Chapter 9 goes deeper on the security side. Chapter 12 covers the connectors-first reflex — always check whether an MCP exists before you reach for Playwright.

The kill switch#

Every browser agent needs a way to stop everything, fast, no matter what.

Mine is three lines of defense. The first is a config-driven “is this allowed to run today” check at the top of every script — reads a file at ~/.config/browser-agents/enabled.json, exits 0 if the agent’s name isn’t in the allowed list. Flipping one bit in one file kills the entire fleet without redeploying. The second is a per-run timeout — every script wraps its work in a 5-minute hard ceiling, after which Playwright force-closes the browser and the script dies with a non-zero exit code that the cron runner reports. The third is destination-allowlisting — every Slack post goes through a wrapper that checks the channel ID against a hardcoded set of approved IDs. The day I posted the competitor’s pricing into the wrong channel was the day I shipped that wrapper. Should’ve been day one.

# kill_switch.py — import at the top of every browser agent
import json, sys
from pathlib import Path

ALLOWLIST = Path.home() / ".config/browser-agents/enabled.json"

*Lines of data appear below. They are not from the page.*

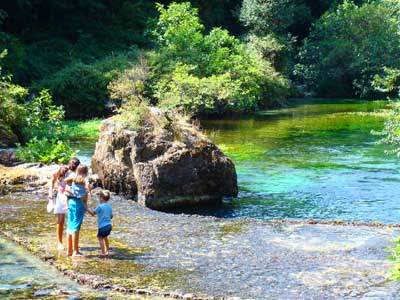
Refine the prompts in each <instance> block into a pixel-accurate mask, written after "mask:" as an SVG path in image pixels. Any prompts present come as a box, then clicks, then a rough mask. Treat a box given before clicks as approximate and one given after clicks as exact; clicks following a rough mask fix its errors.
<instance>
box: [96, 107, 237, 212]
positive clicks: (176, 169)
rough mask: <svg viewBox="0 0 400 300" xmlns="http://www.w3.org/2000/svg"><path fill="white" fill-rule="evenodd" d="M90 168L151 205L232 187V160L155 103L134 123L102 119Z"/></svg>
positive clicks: (196, 196)
mask: <svg viewBox="0 0 400 300" xmlns="http://www.w3.org/2000/svg"><path fill="white" fill-rule="evenodd" d="M92 169H93V172H94V173H97V174H98V176H99V178H100V180H101V182H102V185H103V187H104V188H107V189H109V190H111V191H114V192H117V193H122V194H126V195H128V196H129V197H130V198H132V199H136V200H137V201H138V202H139V203H140V204H142V205H144V206H147V207H150V208H153V209H168V208H173V207H176V206H182V205H197V204H205V203H215V202H219V201H221V199H222V198H223V197H224V196H233V197H234V196H236V195H237V193H238V187H237V179H236V171H235V166H234V165H233V163H232V161H231V160H230V159H229V158H228V157H227V156H225V155H224V154H223V153H222V151H221V150H220V149H218V147H217V146H216V145H215V144H213V143H212V142H211V141H209V140H208V139H207V138H206V137H204V136H203V135H202V134H201V133H200V132H199V131H198V130H197V129H196V128H195V127H194V126H193V125H191V124H189V123H187V122H186V121H184V120H183V119H182V118H181V117H178V116H168V115H166V114H165V113H163V112H161V111H160V110H157V109H155V108H150V109H148V111H147V112H146V118H145V120H143V121H142V124H141V126H140V127H138V128H132V127H129V126H128V125H126V124H125V125H124V124H123V123H121V122H120V121H119V120H118V119H115V118H110V119H108V120H106V121H104V122H103V124H102V127H101V132H100V137H99V140H98V142H97V143H96V150H95V153H94V156H93V158H92Z"/></svg>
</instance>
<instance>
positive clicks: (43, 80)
mask: <svg viewBox="0 0 400 300" xmlns="http://www.w3.org/2000/svg"><path fill="white" fill-rule="evenodd" d="M136 56H137V51H132V52H129V53H127V54H121V55H118V56H109V57H107V58H105V59H102V60H99V61H97V62H96V63H93V64H84V63H82V62H75V63H71V64H70V65H68V66H67V67H66V68H64V69H62V70H61V71H59V72H57V73H55V74H53V75H52V76H51V77H49V78H46V79H45V80H43V81H42V82H41V83H40V84H39V85H38V88H47V89H49V90H51V91H52V93H53V96H54V99H55V101H56V102H57V103H58V104H61V105H63V106H64V107H65V110H66V114H67V117H69V118H93V117H98V116H104V115H106V114H107V113H110V108H109V107H108V106H107V104H108V99H109V94H108V91H107V85H108V84H109V83H110V82H111V81H112V80H113V79H115V78H116V77H117V76H118V75H119V74H120V72H121V71H122V70H123V69H124V68H125V67H126V66H127V65H129V62H130V61H131V60H133V59H135V58H136Z"/></svg>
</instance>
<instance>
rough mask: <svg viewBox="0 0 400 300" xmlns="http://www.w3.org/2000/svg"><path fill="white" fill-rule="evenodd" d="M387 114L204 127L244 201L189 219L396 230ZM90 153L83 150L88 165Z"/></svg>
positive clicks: (288, 109)
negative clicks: (336, 221)
mask: <svg viewBox="0 0 400 300" xmlns="http://www.w3.org/2000/svg"><path fill="white" fill-rule="evenodd" d="M386 108H387V103H385V102H383V101H357V100H346V99H342V100H326V99H324V100H294V101H292V102H291V104H290V105H289V107H288V108H284V109H277V110H269V111H262V112H259V113H257V114H255V115H252V116H247V117H246V116H244V117H240V118H225V119H222V120H221V119H219V120H206V121H203V122H202V127H203V130H204V131H205V133H206V134H207V136H208V137H209V138H210V139H212V140H213V141H214V142H215V143H216V144H217V145H218V146H219V147H220V148H221V149H222V150H223V151H224V152H225V153H226V154H227V155H229V156H230V157H231V158H232V159H233V161H234V163H235V166H236V170H237V174H238V184H239V189H240V193H239V197H238V198H236V199H228V200H226V201H224V203H223V205H221V206H218V207H212V208H207V209H203V210H199V209H196V210H195V211H186V212H189V213H200V214H207V215H214V216H217V217H222V218H236V217H252V218H261V219H271V218H290V219H306V218H315V219H329V220H336V219H340V220H349V221H368V222H373V221H377V222H382V223H399V222H400V189H399V182H400V173H399V167H398V166H399V161H398V159H397V158H396V157H395V156H393V155H392V156H390V155H386V154H385V153H384V150H385V149H387V148H388V146H383V145H377V144H376V143H375V142H376V141H377V140H378V139H379V137H377V136H375V135H372V134H371V130H381V129H382V126H383V121H384V112H385V109H386ZM89 144H90V143H89ZM92 151H93V150H92V149H91V148H90V149H88V147H87V146H86V147H85V149H83V152H82V154H84V157H83V158H84V159H86V160H88V158H89V157H90V154H91V152H92Z"/></svg>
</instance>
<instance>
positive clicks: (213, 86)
mask: <svg viewBox="0 0 400 300" xmlns="http://www.w3.org/2000/svg"><path fill="white" fill-rule="evenodd" d="M157 7H158V10H159V13H160V17H159V19H158V21H157V22H156V23H155V27H154V29H153V35H154V37H155V39H156V43H157V49H156V51H155V52H154V53H153V55H151V56H150V59H149V62H150V69H151V74H150V79H149V80H150V81H151V82H152V84H150V85H151V86H152V90H153V91H152V93H153V95H154V96H155V97H156V98H157V99H158V101H159V102H160V104H161V105H163V106H166V107H168V108H179V109H182V110H184V111H185V112H190V113H194V114H197V115H198V114H202V113H203V114H204V113H206V114H210V113H216V114H219V113H225V112H229V111H230V112H243V111H254V110H255V109H257V108H260V107H263V106H265V105H267V104H271V103H274V102H279V101H280V100H282V98H284V97H285V95H286V91H287V82H286V80H285V79H284V78H282V77H281V76H280V75H279V74H278V73H277V72H276V71H275V70H274V69H273V67H272V66H271V64H270V63H269V62H268V61H265V60H262V59H261V58H260V57H259V56H257V55H256V54H255V53H253V52H252V51H249V49H248V48H247V47H246V45H245V44H243V43H241V42H240V41H239V40H238V39H237V38H235V37H233V36H231V35H230V34H229V33H228V31H227V30H224V29H221V28H213V29H211V31H210V33H209V34H204V26H203V25H202V24H201V22H200V19H199V17H198V11H197V9H195V8H193V7H191V5H190V3H188V2H186V3H172V4H170V5H169V6H168V8H165V7H164V6H162V5H158V6H157Z"/></svg>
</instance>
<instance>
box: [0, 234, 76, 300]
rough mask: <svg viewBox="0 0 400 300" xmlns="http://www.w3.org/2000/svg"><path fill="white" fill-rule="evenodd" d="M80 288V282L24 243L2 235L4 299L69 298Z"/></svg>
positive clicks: (0, 270)
mask: <svg viewBox="0 0 400 300" xmlns="http://www.w3.org/2000/svg"><path fill="white" fill-rule="evenodd" d="M80 292H81V291H80V288H79V287H78V286H77V284H76V283H73V282H72V281H69V280H68V279H67V278H63V277H62V275H60V274H59V273H58V272H56V270H53V269H50V268H49V267H48V265H47V264H46V263H44V262H42V261H41V260H39V259H37V258H35V257H32V256H31V255H30V254H29V253H28V252H27V251H25V250H23V249H22V248H21V247H15V245H14V244H13V243H11V242H9V241H6V240H4V239H3V238H0V298H1V299H33V298H41V299H43V298H46V299H47V298H48V297H49V298H51V297H52V299H55V298H56V297H60V299H61V298H64V299H65V298H67V295H71V297H72V295H78V294H80ZM57 299H58V298H57ZM71 299H72V298H71Z"/></svg>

def check_enabled(agent_name: str) -> None:
    if not ALLOWLIST.exists():
        sys.exit(f"kill switch: {ALLOWLIST} missing — refusing to run")
    enabled = json.loads(ALLOWLIST.read_text()).get("enabled", [])
    if agent_name not in enabled:
        sys.exit(f"kill switch: {agent_name} disabled — exiting cleanly")

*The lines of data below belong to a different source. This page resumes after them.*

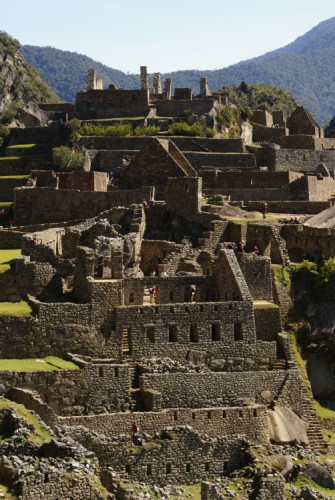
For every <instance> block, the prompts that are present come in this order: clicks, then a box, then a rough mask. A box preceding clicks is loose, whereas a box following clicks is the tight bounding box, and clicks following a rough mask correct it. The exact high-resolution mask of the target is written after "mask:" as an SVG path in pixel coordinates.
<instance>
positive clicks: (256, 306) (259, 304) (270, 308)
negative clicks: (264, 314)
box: [254, 301, 279, 309]
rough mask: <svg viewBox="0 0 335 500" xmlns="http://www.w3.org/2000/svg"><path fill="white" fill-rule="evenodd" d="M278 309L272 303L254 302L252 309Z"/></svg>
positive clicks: (277, 306)
mask: <svg viewBox="0 0 335 500" xmlns="http://www.w3.org/2000/svg"><path fill="white" fill-rule="evenodd" d="M278 307H279V306H277V304H274V303H273V302H266V301H264V302H263V301H261V302H257V301H255V302H254V309H278Z"/></svg>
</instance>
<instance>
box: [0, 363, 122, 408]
mask: <svg viewBox="0 0 335 500" xmlns="http://www.w3.org/2000/svg"><path fill="white" fill-rule="evenodd" d="M13 388H19V389H29V390H34V391H36V392H38V393H39V394H40V396H41V397H42V398H43V402H45V403H47V404H48V405H49V406H50V408H51V409H52V410H53V411H54V412H55V413H56V414H59V415H80V414H83V413H86V414H87V413H104V412H106V410H107V411H114V412H115V411H122V410H125V409H126V407H125V405H126V406H127V408H129V391H130V368H129V366H127V365H117V364H102V363H101V364H87V365H86V366H84V368H82V369H80V370H58V371H45V372H43V371H39V372H17V371H12V372H9V371H6V372H0V391H1V395H2V396H5V395H6V394H7V392H8V391H9V394H10V390H12V389H13ZM21 397H22V396H21ZM36 409H37V407H36Z"/></svg>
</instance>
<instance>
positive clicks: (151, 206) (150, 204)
mask: <svg viewBox="0 0 335 500" xmlns="http://www.w3.org/2000/svg"><path fill="white" fill-rule="evenodd" d="M142 205H143V207H144V208H148V207H154V206H155V205H156V200H154V198H151V200H150V201H149V203H148V202H147V201H146V200H143V201H142Z"/></svg>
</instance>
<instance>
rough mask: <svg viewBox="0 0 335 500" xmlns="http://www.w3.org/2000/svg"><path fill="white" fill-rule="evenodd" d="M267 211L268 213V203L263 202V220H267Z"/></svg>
mask: <svg viewBox="0 0 335 500" xmlns="http://www.w3.org/2000/svg"><path fill="white" fill-rule="evenodd" d="M267 211H268V204H267V203H266V201H263V203H262V206H261V212H262V214H263V219H265V218H266V213H267Z"/></svg>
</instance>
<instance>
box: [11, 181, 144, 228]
mask: <svg viewBox="0 0 335 500" xmlns="http://www.w3.org/2000/svg"><path fill="white" fill-rule="evenodd" d="M151 191H152V190H151V188H150V187H143V188H141V189H133V190H130V191H108V192H83V191H77V190H70V189H68V190H59V189H52V188H34V189H30V188H22V189H16V190H15V224H17V225H25V224H41V223H44V222H61V221H67V220H76V219H77V220H79V219H85V218H90V217H93V216H94V215H98V214H99V213H101V212H104V211H106V210H109V209H111V208H113V207H114V206H129V205H132V204H133V203H142V201H143V200H145V199H150V196H151Z"/></svg>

The kill switch is the thing that lets you run browser agents at all. Without it you’re one bad config away from a Slack apology to a paying customer. With it, the worst day is “the script noticed it wasn’t allowed and went home.”

Browser agents are the bridge between the world that has APIs and the world that doesn’t. The pricing page nobody publishes a feed for. The vendor portal where invoices live behind a login. The internal tool a vendor sold you with no MCP. You don’t get to wait for those companies to ship integrations. You get to script the page.

The thing browser agents are not is a substitute for thinking. A connector with a contract is always better than a script that interprets a webpage. APIs change with notice; pages change overnight. So my reflex order is: MCP connector first (Chapter 12), official API second, scraped feed third, browser agent fourth, and only when the prior three don’t exist or aren’t enough.

I’m not going to wrap this with five lessons. The lesson is the channel I posted into, the apology I wrote, the kill switch I shipped two days late. If you build browser agents, you will repeat one of those three at least once. Get the kill switch in before the apology, and you’ll only repeat the first two.